NEW ORLEANS - Charter Communications, which is currently testing a variety of uses cases of CBRS, could potentially be ready to go to market around the end of next year with an application that enables cost-effective deployment of fixed network services in rural areas.
So said Craig Cowden, senior VP of wireless tech Charter, speaking at a Light Reading-sponsored morning event this morning (Oct. 2) at the SCTE-ISBE Cable-Tec Expo convention.
Charter is currently testing the use of Citizens Broadband Radio Service in North Carolina—a market, Cowden said was selected on purpose "because we wanted a worst-case scenario for RF distribution.”
The MSO, he noted, is looking to extend fixed wireless services within the rural buffers of its footprint, but beyond the feasible reach of its hybrid fiber-coaxial network.
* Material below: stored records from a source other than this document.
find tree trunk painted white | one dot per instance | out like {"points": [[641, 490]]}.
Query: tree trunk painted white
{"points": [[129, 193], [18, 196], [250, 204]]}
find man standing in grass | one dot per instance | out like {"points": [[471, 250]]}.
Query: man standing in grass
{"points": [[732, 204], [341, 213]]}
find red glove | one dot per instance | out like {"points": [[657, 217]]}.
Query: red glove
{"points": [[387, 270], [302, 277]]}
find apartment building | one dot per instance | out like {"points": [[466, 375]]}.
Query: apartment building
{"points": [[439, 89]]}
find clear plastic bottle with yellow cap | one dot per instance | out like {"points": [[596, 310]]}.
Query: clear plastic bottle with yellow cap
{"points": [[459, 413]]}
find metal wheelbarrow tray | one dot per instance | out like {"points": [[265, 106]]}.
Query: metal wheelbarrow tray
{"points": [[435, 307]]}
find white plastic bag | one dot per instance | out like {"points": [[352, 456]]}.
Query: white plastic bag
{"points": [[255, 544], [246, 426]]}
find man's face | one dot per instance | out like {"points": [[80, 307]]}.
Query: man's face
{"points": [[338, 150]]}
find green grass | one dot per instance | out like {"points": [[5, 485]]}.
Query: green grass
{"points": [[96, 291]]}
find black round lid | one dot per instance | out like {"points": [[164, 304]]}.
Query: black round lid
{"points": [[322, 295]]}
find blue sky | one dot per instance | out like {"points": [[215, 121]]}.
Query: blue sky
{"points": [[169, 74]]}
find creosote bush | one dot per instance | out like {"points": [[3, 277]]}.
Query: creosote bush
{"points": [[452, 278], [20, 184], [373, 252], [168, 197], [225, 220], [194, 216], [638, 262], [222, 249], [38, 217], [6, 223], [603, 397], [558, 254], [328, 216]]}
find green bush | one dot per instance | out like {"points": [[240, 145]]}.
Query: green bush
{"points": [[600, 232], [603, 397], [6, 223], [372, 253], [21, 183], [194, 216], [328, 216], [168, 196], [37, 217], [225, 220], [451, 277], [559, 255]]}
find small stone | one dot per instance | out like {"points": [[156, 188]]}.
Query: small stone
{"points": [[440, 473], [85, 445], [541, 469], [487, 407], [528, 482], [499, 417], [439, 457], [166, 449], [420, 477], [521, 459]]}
With the FCC having just green-lit initial commercial deployment of CBRS, Charter is looking to deliver the minimum broadband speed specifications—25 Mbps downstream and 3 Mbps—while also offering customers in the newly claimed fixed wireless terrain triple-play services.
Assuming successful testing, Corden said initial CBRS-based fixed wireless services could start rolling out around the end of 2020.
Notably, Charter recently settled with the state of New York State, after the state sued the cable company for not fulfilling a merger-related promise to bring rural broadband to the region.
Speaking at an investor event last month, chairman and CEO Tom Rutledge said Charter is currently building out some low-density broadband in New York. “We find that it’s economic. There may be an opportunity to accelerate low-density construction on the fringes of our business going forward.”
Separately, Charter is also testing CBRS in New York and Los Angeles as a means of shifting some cellular network usage for its Spectrum Mobile product off the Verizon MVNO. The scheme Charter is testing uses dual-SIMM phones that can switch between MVNO cellular and Charter’s own CBRS-based LTE network.
“We see targeted opportunities for mobile offload,” he said. “Our data shows that something like 85% of outdoor mobile traffic takes place in 15% of geographic locations.”